KYC is one of the most persistent challenges in financial services.
And in private banking, the problem is especially difficult.
At CFTE’s UK–Singapore Exchange, Jefferson Sun from xBanker.ai brought a practitioner’s perspective to a process that every financial institution knows well, but few have managed to make truly efficient: Know Your Customer.
His message was clear: KYC was never designed to scale.
A Process Under Pressure
KYC is essential to financial services. It helps institutions understand who their clients are, assess risk, meet regulatory obligations, and protect the integrity of the financial system.
But in practice, the process can be slow, fragmented, and difficult to manage.
Drawing from his experience running a multi-family office, Jefferson highlighted several issues that make KYC particularly challenging:
- multiple back-and-forth interactions
- inconsistent data quality
- subjective decision-making
- long onboarding timelines
- high operational costs
In many cases, onboarding decisions can take months. By the time a client is approved, the opportunity may already be gone.
This is not only an operational problem. It is also a business problem.
For private banks, delays in onboarding can affect client experience, relationship management, and revenue opportunities. For clients, the process can feel repetitive, unclear, and frustrating.
Why KYC Is So Difficult to Scale
The challenge with KYC is not simply that it takes time.
The deeper issue is consistency.
Different teams may ask different questions. Different reviewers may interpret risks differently. Similar cases may lead to different outcomes. Information may be collected in different formats, across different channels, and with varying levels of completeness.
In a regulated environment, this creates real risk.
Financial institutions need to ensure that the same standards are applied every time. They need to identify the same risks consistently, document decisions clearly, and maintain an audit trail that can be reviewed when needed.
This is where traditional KYC processes often struggle.
They rely heavily on manual effort, institutional knowledge, and human judgement. While human expertise remains essential, the process becomes difficult to scale when every case requires repeated interpretation from the beginning.
Building a KYC Co-Pilot
To address this challenge, xBanker.ai developed a KYC co-pilot trained on real bank policies and hundreds of client cases.
The objective is not to remove humans from the process.
It is to support them.
The system helps perform analysis, improve consistency, and support human decision-making. It can help ensure that relevant questions are asked, risks are identified, and outputs are documented in a structured way.
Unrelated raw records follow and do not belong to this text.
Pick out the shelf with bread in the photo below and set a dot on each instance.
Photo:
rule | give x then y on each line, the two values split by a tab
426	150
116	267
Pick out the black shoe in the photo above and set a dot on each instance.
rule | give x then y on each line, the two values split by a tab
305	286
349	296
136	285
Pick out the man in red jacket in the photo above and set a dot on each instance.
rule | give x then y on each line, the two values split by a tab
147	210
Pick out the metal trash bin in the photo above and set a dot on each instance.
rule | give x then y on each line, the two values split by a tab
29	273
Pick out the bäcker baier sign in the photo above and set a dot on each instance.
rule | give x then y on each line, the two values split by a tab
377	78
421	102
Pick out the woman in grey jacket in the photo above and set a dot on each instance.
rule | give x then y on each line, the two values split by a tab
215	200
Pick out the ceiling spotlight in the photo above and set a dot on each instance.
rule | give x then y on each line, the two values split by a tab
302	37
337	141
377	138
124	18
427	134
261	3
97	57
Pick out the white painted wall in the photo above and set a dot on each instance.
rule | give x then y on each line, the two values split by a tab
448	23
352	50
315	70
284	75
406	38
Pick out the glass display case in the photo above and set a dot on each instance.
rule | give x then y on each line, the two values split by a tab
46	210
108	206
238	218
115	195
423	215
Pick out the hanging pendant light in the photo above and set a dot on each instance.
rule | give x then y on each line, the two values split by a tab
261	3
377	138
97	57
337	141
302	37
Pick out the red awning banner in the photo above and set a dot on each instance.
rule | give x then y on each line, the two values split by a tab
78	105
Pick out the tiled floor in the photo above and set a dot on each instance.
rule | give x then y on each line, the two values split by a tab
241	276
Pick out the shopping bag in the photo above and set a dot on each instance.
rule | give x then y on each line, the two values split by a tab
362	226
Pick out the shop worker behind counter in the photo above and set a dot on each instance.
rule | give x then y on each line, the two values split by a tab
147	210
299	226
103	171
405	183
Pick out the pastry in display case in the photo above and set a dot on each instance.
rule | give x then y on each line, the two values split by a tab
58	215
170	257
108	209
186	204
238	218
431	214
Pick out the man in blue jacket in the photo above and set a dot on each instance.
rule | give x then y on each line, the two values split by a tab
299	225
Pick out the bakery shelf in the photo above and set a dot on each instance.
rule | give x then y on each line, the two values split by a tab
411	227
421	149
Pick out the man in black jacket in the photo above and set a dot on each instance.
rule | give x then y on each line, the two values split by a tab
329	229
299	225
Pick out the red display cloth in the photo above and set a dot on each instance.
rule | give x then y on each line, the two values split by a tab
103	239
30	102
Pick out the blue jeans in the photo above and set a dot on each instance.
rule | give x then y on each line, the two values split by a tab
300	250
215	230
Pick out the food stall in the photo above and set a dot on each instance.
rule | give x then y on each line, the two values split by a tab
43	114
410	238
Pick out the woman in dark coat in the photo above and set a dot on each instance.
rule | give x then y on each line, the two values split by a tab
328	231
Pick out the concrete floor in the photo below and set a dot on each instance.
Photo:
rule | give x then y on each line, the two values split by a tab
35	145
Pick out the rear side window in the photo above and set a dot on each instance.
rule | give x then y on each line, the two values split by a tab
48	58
Crucially, humans remain in control.
This is especially important in regulated financial services. AI can support analysis and reduce manual workload, but final responsibility must remain with professionals who understand the client, the institution’s policies, and the regulatory context.
The outputs also need to be auditable. In KYC, it is not enough for a system to produce an answer. Institutions need to understand how that answer was reached, what information was considered, and how the decision can be reviewed.
The Hardest Problem: Consistency
One of Jefferson’s most important points was that the hardest problem is not automation.
It is consistency.
In KYC, value comes from ensuring that the same questions are asked, the same risks are identified, and the same standards are applied every time.
This is difficult because KYC cases are rarely identical. Clients may have different structures, jurisdictions, sources of wealth, documentation, and risk profiles. The process requires judgement, but that judgement must be applied within a clear and consistent framework.
AI can help by bringing structure to the process.
It can support reviewers by identifying relevant information, comparing cases against policy, highlighting potential risks, and helping maintain a consistent approach across different onboarding journeys.
This is where AI becomes valuable: not as a replacement for expertise, but as a way to make expert processes more reliable.
From Faster Onboarding to Better Processes
The impact of this approach is significant.
According to the example shared, xBanker.ai’s KYC co-pilot can support:
- faster onboarding
- reduced costs of around $2,500 per case
- improved consistency
- stronger auditability
- a more reliable process
The speed matters. The cost reduction matters. But the deeper value is reliability.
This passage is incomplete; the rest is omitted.